Before coming to Georgetown, retired Army Captain Dane Hughes was working in intelligence collection and analysis for the private sector. But shortly after beginning the master’s program in Applied Intelligence, he was selected by the Department of Defense to be Senior Advisor for South and Southeast Asian Affairs.
Now, three years and two promotions later, he is Special Assistant and White House Liaison for Secretary of Defense Mark Esper.
It might sound logical to attribute Hughes’ impressive rise to his graduate program at Georgetown, but to do so would be to engage in just the sort of presumptive thinking that the Applied Intelligence program tries very hard to identify and dispel. A more nuanced explanation is that Hughes brought considerable talent and experience to the program and just needed a firmer grounding in the theory and practice of Applied Intelligence today.

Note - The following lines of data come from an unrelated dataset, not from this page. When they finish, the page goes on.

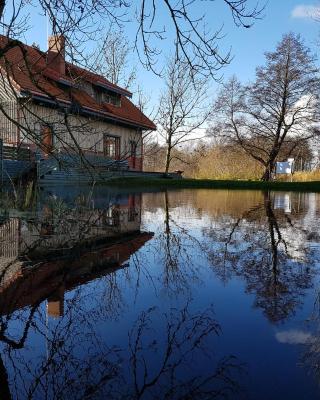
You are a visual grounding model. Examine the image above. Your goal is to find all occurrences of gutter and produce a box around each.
[20,90,155,130]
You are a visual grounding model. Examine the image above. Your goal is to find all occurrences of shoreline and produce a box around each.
[105,177,320,192]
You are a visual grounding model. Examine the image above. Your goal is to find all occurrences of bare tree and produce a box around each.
[97,31,136,88]
[213,33,320,180]
[156,58,210,173]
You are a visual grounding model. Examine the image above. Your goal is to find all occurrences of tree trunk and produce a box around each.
[261,160,275,182]
[165,146,171,174]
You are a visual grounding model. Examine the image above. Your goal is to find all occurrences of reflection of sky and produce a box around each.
[275,329,313,344]
[2,191,319,400]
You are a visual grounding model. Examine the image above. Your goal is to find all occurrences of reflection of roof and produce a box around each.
[0,35,156,129]
[0,232,153,315]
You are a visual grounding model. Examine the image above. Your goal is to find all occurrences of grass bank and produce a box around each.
[108,177,320,192]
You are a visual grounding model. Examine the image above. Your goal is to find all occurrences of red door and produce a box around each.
[41,126,53,155]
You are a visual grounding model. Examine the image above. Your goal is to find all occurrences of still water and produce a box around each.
[0,188,320,400]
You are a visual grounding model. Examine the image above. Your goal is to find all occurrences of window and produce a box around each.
[104,135,120,160]
[130,140,137,157]
[94,88,121,107]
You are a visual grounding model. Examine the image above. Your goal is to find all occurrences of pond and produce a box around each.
[0,188,320,400]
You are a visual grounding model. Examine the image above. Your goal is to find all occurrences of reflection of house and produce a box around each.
[0,232,153,316]
[0,195,152,315]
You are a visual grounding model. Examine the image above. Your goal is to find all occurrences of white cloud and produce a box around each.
[291,4,320,18]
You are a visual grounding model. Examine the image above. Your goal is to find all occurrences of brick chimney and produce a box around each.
[47,35,66,75]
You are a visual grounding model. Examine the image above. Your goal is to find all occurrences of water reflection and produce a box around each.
[0,189,320,399]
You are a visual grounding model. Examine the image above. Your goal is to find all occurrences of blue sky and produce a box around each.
[6,0,320,100]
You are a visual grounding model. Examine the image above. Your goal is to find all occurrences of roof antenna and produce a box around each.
[45,10,49,51]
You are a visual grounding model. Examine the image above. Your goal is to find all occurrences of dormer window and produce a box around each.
[94,88,121,107]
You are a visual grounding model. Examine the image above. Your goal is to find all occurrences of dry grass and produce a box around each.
[276,170,320,182]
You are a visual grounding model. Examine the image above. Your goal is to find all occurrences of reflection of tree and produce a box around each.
[155,191,203,293]
[129,306,242,399]
[205,193,313,322]
[0,296,243,400]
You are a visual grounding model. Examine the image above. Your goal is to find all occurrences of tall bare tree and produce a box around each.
[156,58,210,173]
[212,33,320,180]
[98,31,136,88]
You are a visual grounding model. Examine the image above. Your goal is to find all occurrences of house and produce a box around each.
[0,36,156,179]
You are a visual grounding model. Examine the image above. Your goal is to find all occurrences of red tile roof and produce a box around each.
[0,35,156,130]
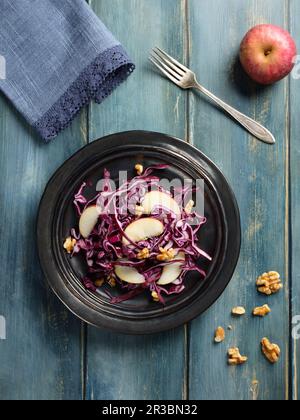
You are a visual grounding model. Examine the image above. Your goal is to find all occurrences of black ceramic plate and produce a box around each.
[37,131,241,334]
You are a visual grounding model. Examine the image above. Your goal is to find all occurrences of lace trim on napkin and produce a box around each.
[34,45,135,141]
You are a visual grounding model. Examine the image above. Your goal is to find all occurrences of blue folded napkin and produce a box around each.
[0,0,134,141]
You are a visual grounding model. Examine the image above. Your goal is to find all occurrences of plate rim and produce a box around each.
[36,130,242,335]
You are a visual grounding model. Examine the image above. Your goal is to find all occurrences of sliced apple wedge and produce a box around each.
[79,206,100,238]
[142,191,181,216]
[157,252,185,286]
[115,265,145,284]
[123,217,164,245]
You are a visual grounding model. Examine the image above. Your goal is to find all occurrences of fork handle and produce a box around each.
[194,83,276,144]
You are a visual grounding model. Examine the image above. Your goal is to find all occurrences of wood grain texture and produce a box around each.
[87,0,186,400]
[0,97,84,400]
[290,0,300,400]
[189,0,289,400]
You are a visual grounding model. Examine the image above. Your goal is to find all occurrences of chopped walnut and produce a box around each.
[261,338,281,363]
[137,248,150,260]
[231,306,246,316]
[107,276,117,287]
[135,206,145,217]
[95,279,105,287]
[151,292,159,302]
[64,236,77,254]
[228,347,248,366]
[256,271,283,296]
[135,163,144,176]
[253,305,271,317]
[215,327,226,343]
[156,248,176,262]
[184,200,195,214]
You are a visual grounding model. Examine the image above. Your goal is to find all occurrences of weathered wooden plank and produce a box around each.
[87,0,186,400]
[0,97,86,400]
[290,0,300,400]
[189,0,289,400]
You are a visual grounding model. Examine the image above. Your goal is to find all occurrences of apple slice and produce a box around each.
[142,191,181,216]
[157,252,185,286]
[115,265,145,284]
[79,206,100,239]
[123,217,164,245]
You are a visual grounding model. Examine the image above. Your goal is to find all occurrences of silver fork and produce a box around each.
[149,47,275,144]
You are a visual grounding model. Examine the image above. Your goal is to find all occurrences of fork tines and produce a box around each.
[149,47,188,84]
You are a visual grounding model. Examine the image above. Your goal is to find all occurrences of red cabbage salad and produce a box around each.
[64,165,212,304]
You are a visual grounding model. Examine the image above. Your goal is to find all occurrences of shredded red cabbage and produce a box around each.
[66,165,211,303]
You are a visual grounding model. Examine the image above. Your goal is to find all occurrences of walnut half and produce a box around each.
[253,305,272,317]
[261,338,281,363]
[228,347,248,366]
[256,271,283,296]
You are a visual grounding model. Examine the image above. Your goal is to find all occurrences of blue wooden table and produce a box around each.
[0,0,300,400]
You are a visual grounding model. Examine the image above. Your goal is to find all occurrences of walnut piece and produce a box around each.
[215,327,226,343]
[261,338,281,363]
[135,163,144,176]
[253,305,272,317]
[135,206,145,217]
[137,248,150,260]
[231,306,246,316]
[228,347,248,366]
[156,248,176,262]
[256,271,283,296]
[151,292,159,302]
[64,236,77,254]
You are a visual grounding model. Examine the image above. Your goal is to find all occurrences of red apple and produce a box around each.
[240,25,297,85]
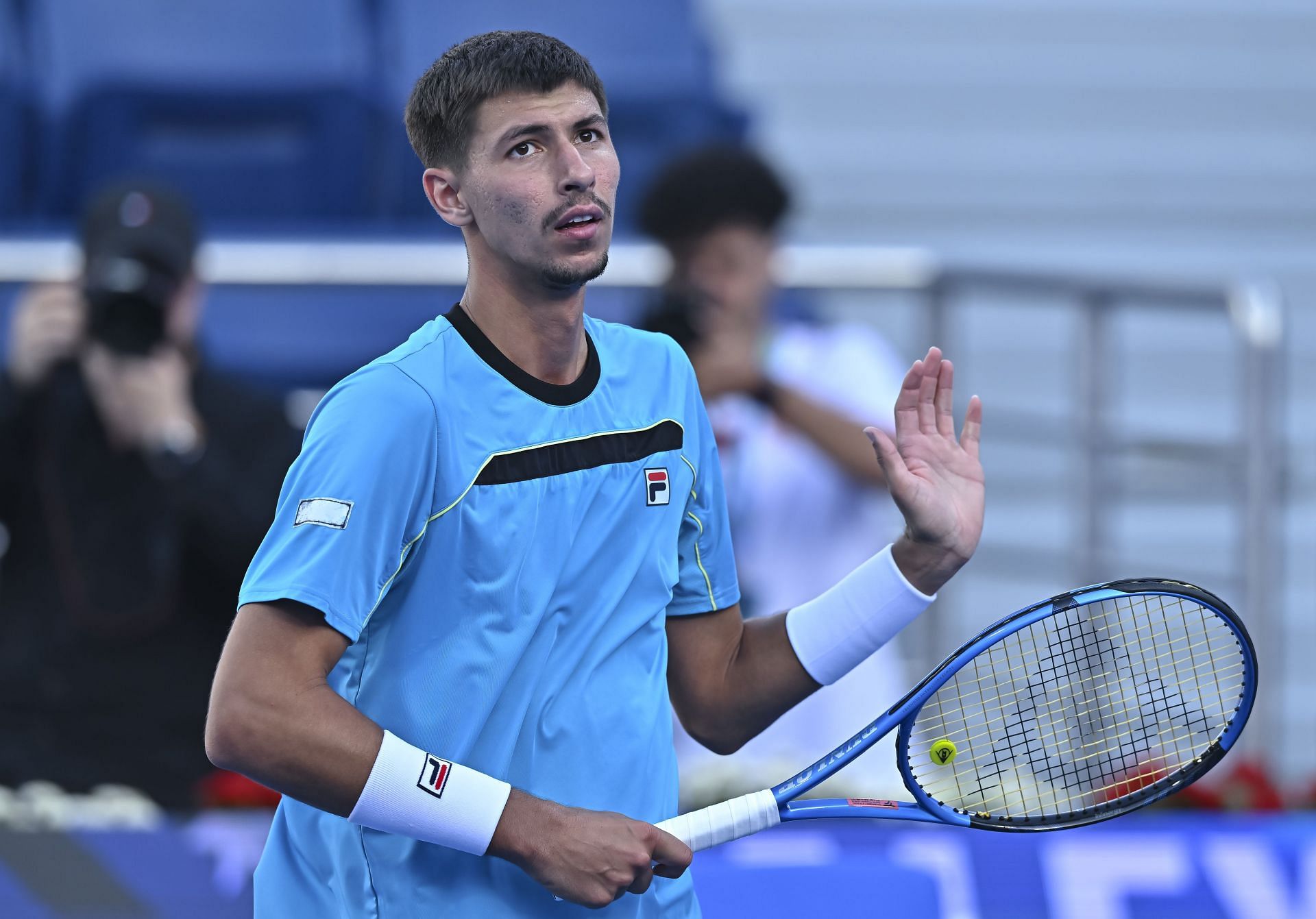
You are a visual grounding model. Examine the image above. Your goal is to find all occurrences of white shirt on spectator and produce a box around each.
[677,323,910,803]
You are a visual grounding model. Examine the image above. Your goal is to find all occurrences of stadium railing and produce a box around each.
[0,237,1284,750]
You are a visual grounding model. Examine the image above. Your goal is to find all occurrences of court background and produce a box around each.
[0,0,1316,916]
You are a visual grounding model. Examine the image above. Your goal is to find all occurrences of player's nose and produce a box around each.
[558,143,596,193]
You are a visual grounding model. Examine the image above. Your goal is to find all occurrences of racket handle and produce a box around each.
[658,790,781,852]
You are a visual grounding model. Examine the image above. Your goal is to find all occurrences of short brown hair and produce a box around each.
[405,32,608,167]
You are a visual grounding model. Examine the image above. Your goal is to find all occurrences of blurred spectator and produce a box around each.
[0,183,297,807]
[639,146,908,805]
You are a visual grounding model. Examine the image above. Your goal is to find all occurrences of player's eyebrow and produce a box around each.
[495,112,607,147]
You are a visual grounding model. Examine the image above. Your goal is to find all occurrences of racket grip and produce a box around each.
[658,790,781,852]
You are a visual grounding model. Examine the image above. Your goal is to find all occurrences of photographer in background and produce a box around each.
[639,145,908,807]
[0,183,299,809]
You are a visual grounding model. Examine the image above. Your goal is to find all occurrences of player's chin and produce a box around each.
[542,249,608,287]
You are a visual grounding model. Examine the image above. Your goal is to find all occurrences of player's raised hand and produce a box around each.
[488,789,692,910]
[864,347,984,593]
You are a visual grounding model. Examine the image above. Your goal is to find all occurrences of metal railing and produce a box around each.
[0,237,1283,749]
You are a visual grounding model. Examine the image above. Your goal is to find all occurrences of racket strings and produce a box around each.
[910,641,1245,743]
[908,593,1245,819]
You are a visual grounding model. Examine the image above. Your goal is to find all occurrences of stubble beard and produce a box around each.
[539,252,608,287]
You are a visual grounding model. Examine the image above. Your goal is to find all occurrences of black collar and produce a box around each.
[443,303,599,406]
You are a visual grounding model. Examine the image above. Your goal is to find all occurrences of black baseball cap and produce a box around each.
[80,180,197,279]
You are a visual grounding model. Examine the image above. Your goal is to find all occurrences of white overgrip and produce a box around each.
[658,790,781,852]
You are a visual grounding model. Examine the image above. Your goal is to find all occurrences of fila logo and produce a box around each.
[416,753,452,798]
[645,469,671,507]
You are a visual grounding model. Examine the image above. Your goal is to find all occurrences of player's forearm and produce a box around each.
[682,611,818,755]
[206,661,383,816]
[767,383,886,485]
[206,685,383,816]
[206,603,383,816]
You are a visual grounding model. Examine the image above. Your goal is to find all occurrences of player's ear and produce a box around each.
[421,169,474,226]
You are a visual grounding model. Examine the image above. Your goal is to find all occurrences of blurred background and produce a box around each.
[0,0,1316,919]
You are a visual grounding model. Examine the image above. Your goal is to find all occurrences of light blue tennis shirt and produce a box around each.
[239,307,740,919]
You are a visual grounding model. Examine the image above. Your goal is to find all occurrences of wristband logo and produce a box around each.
[645,469,671,507]
[416,753,452,798]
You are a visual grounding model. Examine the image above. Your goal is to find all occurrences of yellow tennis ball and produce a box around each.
[930,740,960,766]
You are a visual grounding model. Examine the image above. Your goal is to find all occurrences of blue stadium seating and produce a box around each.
[0,0,32,220]
[378,0,745,230]
[27,0,375,223]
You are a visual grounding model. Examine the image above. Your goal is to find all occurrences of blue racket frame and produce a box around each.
[772,578,1257,831]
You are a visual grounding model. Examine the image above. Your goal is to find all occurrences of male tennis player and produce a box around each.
[206,33,983,918]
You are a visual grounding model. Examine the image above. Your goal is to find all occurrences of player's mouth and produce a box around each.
[552,206,602,240]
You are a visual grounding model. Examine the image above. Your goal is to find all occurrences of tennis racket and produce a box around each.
[658,579,1257,850]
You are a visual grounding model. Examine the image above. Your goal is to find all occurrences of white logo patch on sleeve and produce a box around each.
[292,498,352,529]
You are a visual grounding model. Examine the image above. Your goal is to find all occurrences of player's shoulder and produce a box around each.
[310,320,452,424]
[584,316,690,367]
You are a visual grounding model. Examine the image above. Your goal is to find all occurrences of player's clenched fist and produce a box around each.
[488,789,691,909]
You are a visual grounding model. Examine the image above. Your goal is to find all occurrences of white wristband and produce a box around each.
[785,545,937,686]
[348,731,512,856]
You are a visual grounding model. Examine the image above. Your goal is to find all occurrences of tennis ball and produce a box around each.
[930,740,958,766]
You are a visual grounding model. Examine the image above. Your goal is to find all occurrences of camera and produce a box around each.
[83,254,180,356]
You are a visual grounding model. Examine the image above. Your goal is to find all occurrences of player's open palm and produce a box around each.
[864,347,984,561]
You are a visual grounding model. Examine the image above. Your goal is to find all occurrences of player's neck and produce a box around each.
[462,271,588,386]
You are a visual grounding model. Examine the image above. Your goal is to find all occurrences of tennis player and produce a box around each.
[206,32,983,918]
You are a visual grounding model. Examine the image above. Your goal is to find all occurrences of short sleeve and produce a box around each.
[239,363,438,641]
[667,390,740,616]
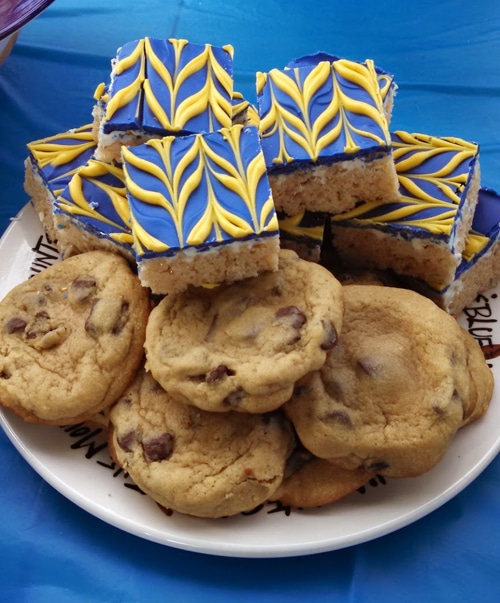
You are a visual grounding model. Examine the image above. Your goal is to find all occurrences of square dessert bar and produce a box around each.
[286,52,398,123]
[277,210,327,262]
[94,38,233,160]
[54,159,135,262]
[407,187,500,315]
[122,125,279,294]
[331,131,480,283]
[257,59,398,216]
[24,124,96,241]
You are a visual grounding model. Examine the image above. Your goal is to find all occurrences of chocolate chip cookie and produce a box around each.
[462,329,494,426]
[109,372,294,517]
[0,251,150,425]
[145,250,344,413]
[270,446,375,508]
[284,285,490,477]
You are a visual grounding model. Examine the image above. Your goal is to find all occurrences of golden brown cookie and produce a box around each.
[109,372,294,517]
[462,329,494,426]
[145,251,344,413]
[271,446,375,508]
[0,251,150,425]
[284,285,490,477]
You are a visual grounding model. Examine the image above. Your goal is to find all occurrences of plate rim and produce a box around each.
[0,202,500,558]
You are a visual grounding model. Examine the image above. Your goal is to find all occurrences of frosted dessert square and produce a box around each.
[122,125,279,294]
[257,59,399,216]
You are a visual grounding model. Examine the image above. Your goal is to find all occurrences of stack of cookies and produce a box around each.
[0,38,492,517]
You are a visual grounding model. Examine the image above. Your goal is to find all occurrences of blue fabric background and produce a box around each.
[0,0,500,603]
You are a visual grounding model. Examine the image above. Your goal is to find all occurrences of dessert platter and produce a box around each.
[0,205,500,557]
[0,38,500,557]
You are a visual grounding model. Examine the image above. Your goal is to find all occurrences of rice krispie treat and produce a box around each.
[257,59,399,216]
[286,52,398,123]
[122,125,279,294]
[403,187,500,315]
[331,131,480,290]
[54,159,135,262]
[278,210,327,262]
[94,37,233,161]
[24,124,96,241]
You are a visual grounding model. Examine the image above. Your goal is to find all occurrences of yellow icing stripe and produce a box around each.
[106,40,146,120]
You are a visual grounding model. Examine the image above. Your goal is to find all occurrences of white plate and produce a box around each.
[0,205,500,557]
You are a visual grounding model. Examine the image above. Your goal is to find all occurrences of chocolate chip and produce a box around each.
[320,319,338,350]
[222,388,245,406]
[111,301,129,335]
[293,385,311,396]
[205,313,219,341]
[366,461,390,471]
[276,306,307,329]
[142,433,174,462]
[205,364,234,383]
[85,297,129,337]
[358,358,378,377]
[326,410,354,429]
[285,447,315,478]
[69,277,97,303]
[5,316,27,334]
[116,429,137,452]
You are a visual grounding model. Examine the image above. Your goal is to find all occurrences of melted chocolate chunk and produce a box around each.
[205,313,219,341]
[366,461,390,471]
[116,429,137,452]
[320,319,338,350]
[326,410,354,429]
[70,277,97,302]
[285,447,315,478]
[5,316,27,335]
[205,364,234,383]
[358,358,378,377]
[276,306,307,329]
[85,297,129,337]
[142,433,174,462]
[222,388,245,406]
[111,301,129,335]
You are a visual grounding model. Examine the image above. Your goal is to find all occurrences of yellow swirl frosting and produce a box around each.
[333,131,479,237]
[123,125,278,257]
[27,124,96,197]
[257,59,390,168]
[99,38,233,135]
[54,159,133,246]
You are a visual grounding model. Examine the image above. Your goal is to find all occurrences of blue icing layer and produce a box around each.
[257,60,390,170]
[54,159,132,247]
[28,124,96,197]
[103,40,146,133]
[102,38,233,135]
[123,126,278,258]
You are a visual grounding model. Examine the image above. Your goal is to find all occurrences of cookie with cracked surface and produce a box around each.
[0,251,150,425]
[284,285,488,477]
[109,371,294,518]
[270,446,375,508]
[145,251,344,413]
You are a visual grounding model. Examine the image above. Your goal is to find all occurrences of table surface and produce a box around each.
[0,0,500,603]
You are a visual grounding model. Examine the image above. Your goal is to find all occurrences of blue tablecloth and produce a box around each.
[0,0,500,603]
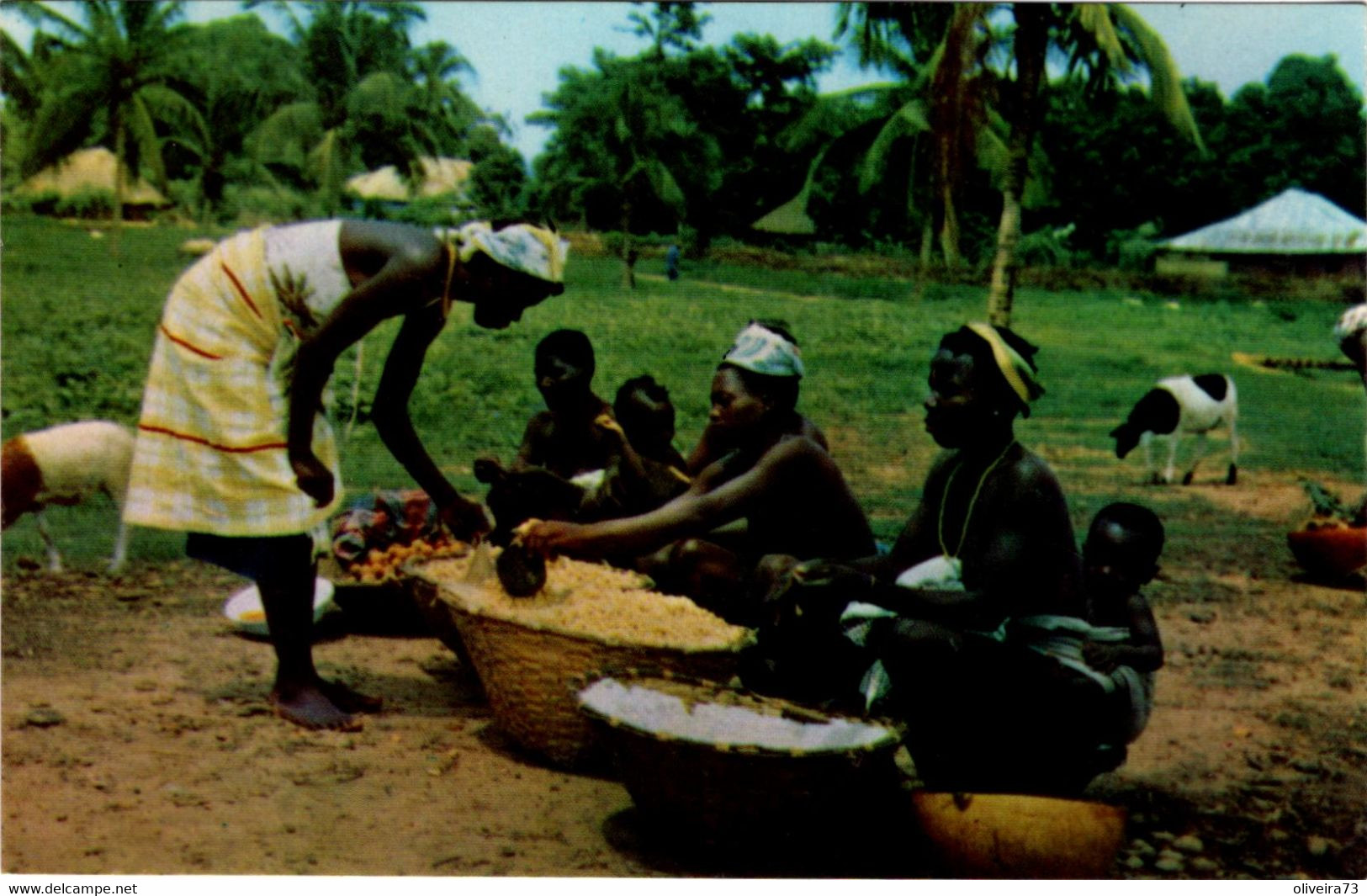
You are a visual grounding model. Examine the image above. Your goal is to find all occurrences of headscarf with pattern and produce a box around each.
[722,320,805,378]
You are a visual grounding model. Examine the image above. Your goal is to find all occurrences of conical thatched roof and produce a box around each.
[346,156,474,203]
[15,146,171,205]
[1162,188,1367,254]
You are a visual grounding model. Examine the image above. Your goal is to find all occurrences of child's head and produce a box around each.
[533,330,593,411]
[713,320,805,421]
[1083,502,1163,599]
[612,374,674,453]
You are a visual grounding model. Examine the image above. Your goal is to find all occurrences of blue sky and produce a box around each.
[0,0,1367,160]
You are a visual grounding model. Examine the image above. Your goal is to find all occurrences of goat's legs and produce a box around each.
[1225,417,1238,485]
[33,510,61,572]
[1139,432,1163,485]
[109,518,129,572]
[1183,431,1210,485]
[1163,430,1181,485]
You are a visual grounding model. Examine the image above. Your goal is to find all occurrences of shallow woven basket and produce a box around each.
[411,565,748,767]
[580,669,901,848]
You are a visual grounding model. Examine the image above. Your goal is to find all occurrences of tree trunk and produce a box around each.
[987,3,1048,327]
[940,176,964,271]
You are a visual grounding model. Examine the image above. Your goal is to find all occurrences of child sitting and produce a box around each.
[1083,503,1163,743]
[512,330,617,479]
[597,375,691,518]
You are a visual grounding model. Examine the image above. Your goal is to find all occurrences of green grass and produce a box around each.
[0,216,1363,566]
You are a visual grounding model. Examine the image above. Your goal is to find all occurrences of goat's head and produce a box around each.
[1110,422,1139,459]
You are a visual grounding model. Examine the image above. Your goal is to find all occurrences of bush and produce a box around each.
[216,186,328,227]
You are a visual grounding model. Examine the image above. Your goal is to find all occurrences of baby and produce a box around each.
[585,375,691,518]
[1083,503,1163,743]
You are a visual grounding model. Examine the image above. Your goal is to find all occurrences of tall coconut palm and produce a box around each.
[13,0,203,219]
[247,0,432,212]
[756,3,991,267]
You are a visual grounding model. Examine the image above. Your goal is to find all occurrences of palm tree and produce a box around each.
[756,3,991,267]
[820,3,1201,324]
[15,0,203,220]
[247,0,435,212]
[167,15,308,212]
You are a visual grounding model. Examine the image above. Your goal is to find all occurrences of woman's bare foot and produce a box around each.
[319,678,384,713]
[271,687,363,730]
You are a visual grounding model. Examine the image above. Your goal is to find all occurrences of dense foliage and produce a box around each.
[0,0,1367,273]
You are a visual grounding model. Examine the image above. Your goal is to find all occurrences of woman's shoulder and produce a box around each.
[793,415,831,452]
[1012,442,1062,490]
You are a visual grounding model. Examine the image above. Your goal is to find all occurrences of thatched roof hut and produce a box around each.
[1158,188,1367,273]
[346,156,474,203]
[15,146,171,208]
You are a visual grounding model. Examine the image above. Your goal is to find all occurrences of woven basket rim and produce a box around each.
[575,669,903,759]
[405,562,755,654]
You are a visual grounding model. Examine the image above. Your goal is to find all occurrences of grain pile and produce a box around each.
[580,677,897,752]
[422,557,750,649]
[346,536,470,586]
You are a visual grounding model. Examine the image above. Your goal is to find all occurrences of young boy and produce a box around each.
[512,330,617,479]
[1083,503,1163,745]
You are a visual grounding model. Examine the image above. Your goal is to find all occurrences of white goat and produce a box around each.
[1110,374,1238,485]
[0,420,133,572]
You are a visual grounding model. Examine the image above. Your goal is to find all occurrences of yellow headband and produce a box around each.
[437,221,570,284]
[965,320,1045,405]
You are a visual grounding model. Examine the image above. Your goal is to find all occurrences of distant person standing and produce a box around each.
[1334,304,1367,524]
[665,245,680,280]
[125,220,569,730]
[1334,304,1367,387]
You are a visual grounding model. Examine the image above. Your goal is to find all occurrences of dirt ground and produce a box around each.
[0,476,1367,879]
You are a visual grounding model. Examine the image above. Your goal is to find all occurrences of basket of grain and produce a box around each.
[578,671,901,848]
[912,791,1125,879]
[407,551,753,766]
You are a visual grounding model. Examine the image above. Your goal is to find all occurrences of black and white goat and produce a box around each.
[1110,374,1238,485]
[0,420,133,572]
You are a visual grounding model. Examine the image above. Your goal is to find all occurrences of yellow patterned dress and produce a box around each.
[125,220,350,536]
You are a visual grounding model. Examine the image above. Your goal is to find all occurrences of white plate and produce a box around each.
[223,577,334,634]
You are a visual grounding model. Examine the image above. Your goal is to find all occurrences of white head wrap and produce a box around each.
[437,220,570,284]
[1334,305,1367,342]
[722,321,805,376]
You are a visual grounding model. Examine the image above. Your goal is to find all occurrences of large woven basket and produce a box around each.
[578,671,901,848]
[411,565,748,767]
[1286,525,1367,580]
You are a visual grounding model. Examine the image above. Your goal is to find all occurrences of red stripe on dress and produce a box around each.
[138,422,290,454]
[160,324,223,361]
[219,262,261,317]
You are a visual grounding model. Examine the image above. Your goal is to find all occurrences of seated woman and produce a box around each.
[523,323,873,623]
[587,374,691,522]
[761,323,1083,785]
[687,320,829,475]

“I had a lot of experience in more traditional threat types: counterterrorism, money laundering, even doing geopolitical risk analysis,” said Hughes, who was a Vice President at Deutsche Bank when he entered the program. “I didn’t have as much experience in cyber and some of the emerging threats and technology.”
In his current position, Hughes manages the recruitment, selection, and hiring of some 300 presidential appointments to the Department of Defense and serves as a liaison to both Congress and the White House.
“The program teaches you how to look at different problems in a methodical way, to have an extra layer of thoughtfulness, implemented in a rigorous process,” Hughes said. “As I’m confronted by complex problems, I can apply some of these lessons—not necessarily directly, but indirectly—to these fast-paced and multifaceted problems we deal with on a daily basis.”